By: Euan McConnell

Getting arrested for DUI is never easy. You will possibly have to deal with a suspended license, a large fine, mandatory community service and probation. Along with the legal ramifications of a DUI, the guilt, embarrassment and worry you feel after a DUI or DWI related arrest can overtake your life for days, weeks or even months.

Although there are various legal steps to take when dealing with a DUI, it is very important to put your mental and emotional health near the top of your priority list. The mental anguish you feel is very real, and should be tended to. Here are four tips for mentally and emotionally dealing with a DUI.

1. Talk to your lawyer.
In situations like these, everybody wants to know what is in store. If you are like me, knowing what you can expect even if you don’t like it is far better than being taken off guard down the road. For this reason, I suggest talking to your lawyer after the hearing. A reputable, trusted DUI lawyer will have been through this process countless times and will be able to tell you what you can expect. I still remember how much talking to my Seattle DUI lawyer personally put me at ease. Talking to my Seattle DUI attorney allowed me to know the facts and put a plan together. Having a plan of attack for future issues makes them much easier to deal with.

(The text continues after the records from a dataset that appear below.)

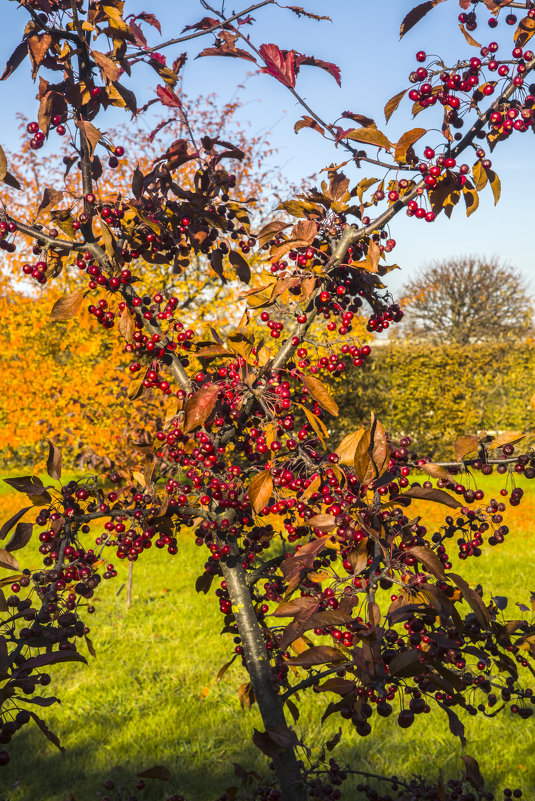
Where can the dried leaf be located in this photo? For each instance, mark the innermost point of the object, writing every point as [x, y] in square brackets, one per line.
[21, 537]
[323, 522]
[127, 325]
[473, 773]
[348, 447]
[67, 307]
[317, 655]
[53, 463]
[469, 39]
[464, 445]
[8, 525]
[200, 406]
[432, 494]
[106, 64]
[243, 271]
[435, 471]
[430, 559]
[416, 14]
[393, 103]
[507, 438]
[370, 136]
[406, 141]
[320, 394]
[473, 599]
[168, 97]
[6, 560]
[260, 490]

2. Discuss the matter with friends and family.
A DUI is something that you are going to have to deal with on a personal, internal level. However, it is something that should be discussed with close family and friends. If you are convicted of a DUI, there are going to be parts of your life that change. Your probation isn’t going to allow you to go to bars or nightclubs. You are also likely to have driving restrictions. Talking to your friends and family about your situation can alleviate some of the emotional weight of a DUI. Your friends and family will support you and help you through this tough time.

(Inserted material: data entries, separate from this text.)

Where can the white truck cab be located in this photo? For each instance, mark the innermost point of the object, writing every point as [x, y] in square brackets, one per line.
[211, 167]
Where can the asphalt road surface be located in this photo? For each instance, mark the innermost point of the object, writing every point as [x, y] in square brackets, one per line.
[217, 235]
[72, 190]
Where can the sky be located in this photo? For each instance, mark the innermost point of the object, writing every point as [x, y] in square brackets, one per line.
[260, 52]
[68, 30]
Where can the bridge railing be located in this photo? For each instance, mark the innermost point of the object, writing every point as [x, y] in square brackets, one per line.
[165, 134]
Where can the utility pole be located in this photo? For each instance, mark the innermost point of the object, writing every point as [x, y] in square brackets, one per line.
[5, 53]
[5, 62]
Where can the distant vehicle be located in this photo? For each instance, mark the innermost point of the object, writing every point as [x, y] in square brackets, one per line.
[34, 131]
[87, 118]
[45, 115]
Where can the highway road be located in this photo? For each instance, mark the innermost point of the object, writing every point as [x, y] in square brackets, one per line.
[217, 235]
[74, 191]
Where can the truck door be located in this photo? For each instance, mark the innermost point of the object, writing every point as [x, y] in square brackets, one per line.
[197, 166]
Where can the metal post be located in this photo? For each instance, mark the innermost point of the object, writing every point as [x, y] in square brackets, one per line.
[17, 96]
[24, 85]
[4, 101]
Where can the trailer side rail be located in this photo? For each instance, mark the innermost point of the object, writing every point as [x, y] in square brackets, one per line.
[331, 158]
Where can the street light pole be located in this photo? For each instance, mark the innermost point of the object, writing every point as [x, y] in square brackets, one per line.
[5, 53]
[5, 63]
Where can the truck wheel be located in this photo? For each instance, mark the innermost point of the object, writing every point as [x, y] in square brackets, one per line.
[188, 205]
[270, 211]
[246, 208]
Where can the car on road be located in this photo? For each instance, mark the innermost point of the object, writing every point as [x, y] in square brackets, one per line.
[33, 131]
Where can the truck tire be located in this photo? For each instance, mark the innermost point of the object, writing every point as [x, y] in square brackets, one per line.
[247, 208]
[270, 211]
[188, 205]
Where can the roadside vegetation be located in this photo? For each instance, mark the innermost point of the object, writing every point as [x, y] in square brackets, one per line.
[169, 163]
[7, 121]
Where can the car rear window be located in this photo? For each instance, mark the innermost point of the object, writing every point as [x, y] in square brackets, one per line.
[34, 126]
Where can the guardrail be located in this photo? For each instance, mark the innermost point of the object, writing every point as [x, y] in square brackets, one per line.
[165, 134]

3. Talk to an alcohol abuse support group.
Not everyone who gets a DUI is an alcoholic. Your DUI could have been a result of a lapse of judgment or a one time night of uncharacteristic binge drinking. Regardless, there are many positive benefits of attending alcohol abuse support group meetings. At these meetings, you will be surrounded by people who are either currently in your situation or have been in your situation. Knowing that you aren’t singled out in a DUI is very important; it eases your embarrassment and guilt. Listening and speaking at a support group will improve your mental and emotional health, allowing you to get on with your life.

4. Accept responsibility and learn from your mistake.
Perhaps the biggest suggestion I can offer for getting on with your life after a DUI arrest is accepting responsibility. Don’t blame other people. Don’t complain about the police officer being hard on you or the judge making an example out of you. Take responsibility for your own actions and admit your mistake. Being honest with yourself will allow you to put everything in perspective and truly move on.